Crossing the Tracks: Railway Workers and the Terrain of Popular Politics in Late Colonial Lahore, c. 1919-47 (Modern Indian History, funded by DFG)
- Research Group: Modern Indian History
- Principal Investigator: Prof. Dr. Ravi Ahuja
- Researcher: Ahmad Azhar M.A.
- Funding: German Research Council (DFG)
- Duration: November 2010 to February 2014
This research project identifies the railway workshops of Lahore, in the inter-war years, as a point where apparently distinct currents within the popular politics of late-colonial India converged. Railway workers, drawn to Lahore from various urban and rural locations, furnished a nucleus for intersecting political strategies and practices. Neither the product of elite engineering, nor spasmodic outbursts disconnected from wider ideological and political contexts, the sphere of popular politics was a field of force where elite and plebeian currents encountered one another.

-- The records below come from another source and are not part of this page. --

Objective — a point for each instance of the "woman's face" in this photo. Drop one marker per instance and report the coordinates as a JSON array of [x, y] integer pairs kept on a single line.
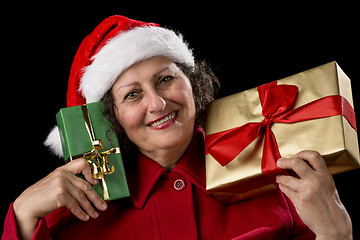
[[154, 104]]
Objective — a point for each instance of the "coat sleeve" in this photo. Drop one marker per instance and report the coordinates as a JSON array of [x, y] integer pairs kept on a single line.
[[11, 231], [300, 230]]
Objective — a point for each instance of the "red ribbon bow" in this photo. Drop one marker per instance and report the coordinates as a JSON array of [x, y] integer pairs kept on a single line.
[[277, 102]]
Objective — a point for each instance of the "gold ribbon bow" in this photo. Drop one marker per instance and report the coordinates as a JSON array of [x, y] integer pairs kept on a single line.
[[97, 159]]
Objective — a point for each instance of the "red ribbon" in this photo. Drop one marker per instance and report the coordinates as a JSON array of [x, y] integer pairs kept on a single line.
[[277, 103]]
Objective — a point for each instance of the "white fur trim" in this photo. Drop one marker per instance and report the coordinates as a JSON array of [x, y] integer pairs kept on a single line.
[[53, 141], [128, 48]]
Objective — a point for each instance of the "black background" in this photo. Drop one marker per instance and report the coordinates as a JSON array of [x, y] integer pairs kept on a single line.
[[247, 44]]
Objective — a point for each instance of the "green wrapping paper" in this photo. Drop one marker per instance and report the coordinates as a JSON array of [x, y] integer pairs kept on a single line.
[[84, 134]]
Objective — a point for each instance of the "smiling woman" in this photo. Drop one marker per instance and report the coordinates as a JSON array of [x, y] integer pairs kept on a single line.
[[203, 84], [155, 95], [141, 109]]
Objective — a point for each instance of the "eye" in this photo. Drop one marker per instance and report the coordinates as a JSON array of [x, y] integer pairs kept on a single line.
[[166, 79], [132, 95]]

Such encounters ranged from the co-option of subaltern movements by dominant structures, to active contestation. They were visible in the anti-colonial non-cooperation campaign, the pan-Islamic khilafat movement, religious revivalist tendencies, communist mobilizations of workers, Muslim separatism and lower caste uprisings. The aim of this research is to explore such tensions and complementarities between elite and plebeian political discourses, in order to grasp the extent to which elite ideologies of the time either became hegemonic or were forced to accommodate popular pressure, and to ask whether there were fundamental breaks with the languages of class, religion and politics of the pre-war period.